At https://www.dennismansker.com/ontheroad.htm, Dennis Mansker has already put up maps of the 4 “trips” recounted in On the Road. At first I just thought it would be interesting to add those as layers to my map of city name mentions. As it turns out, the new layers gave me a clear visual of potentially problematic points.
I included all 4 maps from Mansker’s site and then plotted contemporary driving directions (DD) over them. Looking at the map with all the layers active reminds me of looking at a 2D statistical plot with the median (multiple medians) drawn in. It reduced the number of points I needed to address as potential errors. Any point that fell near the DD lines, I could de-prioritize as likely “good” data. All the points surrounded by space were then easily interrogatable. This way, I discovered that the text file had not been sufficiently cleaned this way — finding a point in Japan, for instance, that corresponded with the Japanese publishing house for this edition. And I was also able to quickly see what cities Kerouac named that were not part of the “travelogue” — where he was not physically present. This could lead to some interesting inquiries.
I really like the idea of automating the process of data generation. Obviously, there are many ways what I did could be improved, not limited to:
- A deep dive into reducing error — i.e. the production of “bad” points
- Adding facilities to take texts as inputs from the person running the program so potentially any text could easily be analyzed and converted
- Adding facilities for looking at other geospatial data in a text
- Improving the text slicing mechanics to get more polished and applicable passages from the text into the map.
- Right now, the algorithm looks up only the first instance of a city name in the text; it would be great if it could pull in all instances (not too hard)
Getting the data and cleaning it for the purposes is a huge issue, one that dominated my efforts. I’ve left quite a bit of bad points in the map for now to illustrate the issues that I faced.
Google Maps is an easy tool with which to get going, but there are some restrictions that I encountered, namely, limited options for visualizing the points. I wanted control over the size of the icons, in particular. I would have used ArcGIS, given its power, but my kml files would not load into it. There is a huge learning curve for ArcGIS — as well as a paywall. In the future, I hope to be able to explore the mapping softwares with a bit more depth and breadth. It really helps, as in most cases, to have a goal/project to use as a vector into these complex softwares in order to begin “learning” them.
Wow, Rob, I’m really impressed. I absolutely love the Guevara Motorcycle Diaries proof of concept. It’s clean, smooth and fluid, and the maps and text combine beautifully to tell the story together. I think you used a contemporary map of Mar del Plata? I wonder if you could use a 1952 map of Buenos Aires and its environs.
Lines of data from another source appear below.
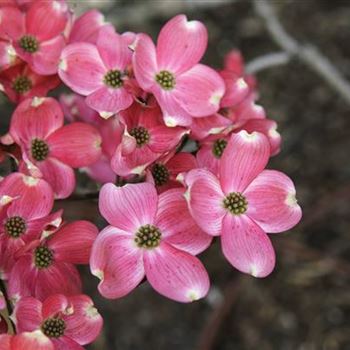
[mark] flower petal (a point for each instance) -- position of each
(176, 274)
(145, 62)
(246, 246)
(109, 100)
(59, 175)
(130, 206)
(181, 44)
(204, 197)
(32, 341)
(183, 234)
(272, 203)
(113, 49)
(29, 190)
(45, 61)
(77, 144)
(199, 91)
(28, 314)
(244, 158)
(60, 278)
(73, 242)
(81, 68)
(117, 262)
(35, 118)
(85, 323)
The Kerouac map is really good too. The routes you drew move the story he tells into space, and the text excerpts are well placed.
Thank you for sharing your praxis here. I will be referring back to this post when I have a stab at ArcGIS. 🙂
Thanks, Sabina! I’m glad you liked the Motorcycle Diaries proof of concept. It could be really interesting to read a geospatially rich book this way, especially with a map in the mold of what the Hypercities folks are going for. I agree that a layer with the 1952 information on it would have deepened the experience as well.
Rob, thank you for laying out this process in detail! It’s really useful to see where you ran into problems and how you got past them.
I love the idea of comparing your map to another map of On the Road to see which points you flagged that they didn’t.
Rob! I wish I’d seen this praxis post earlier. I plan to use Python for my own text-mining projects soon and your GitHub repository will probably be very helpful for that. (Plus, “On the Road” is one of my favorite novels, so you had me hooked pretty quickly.)
I am always up for working on Python projects, especially text mining, and would be excited to talk to you about what you’re planning if you have the time and inclination.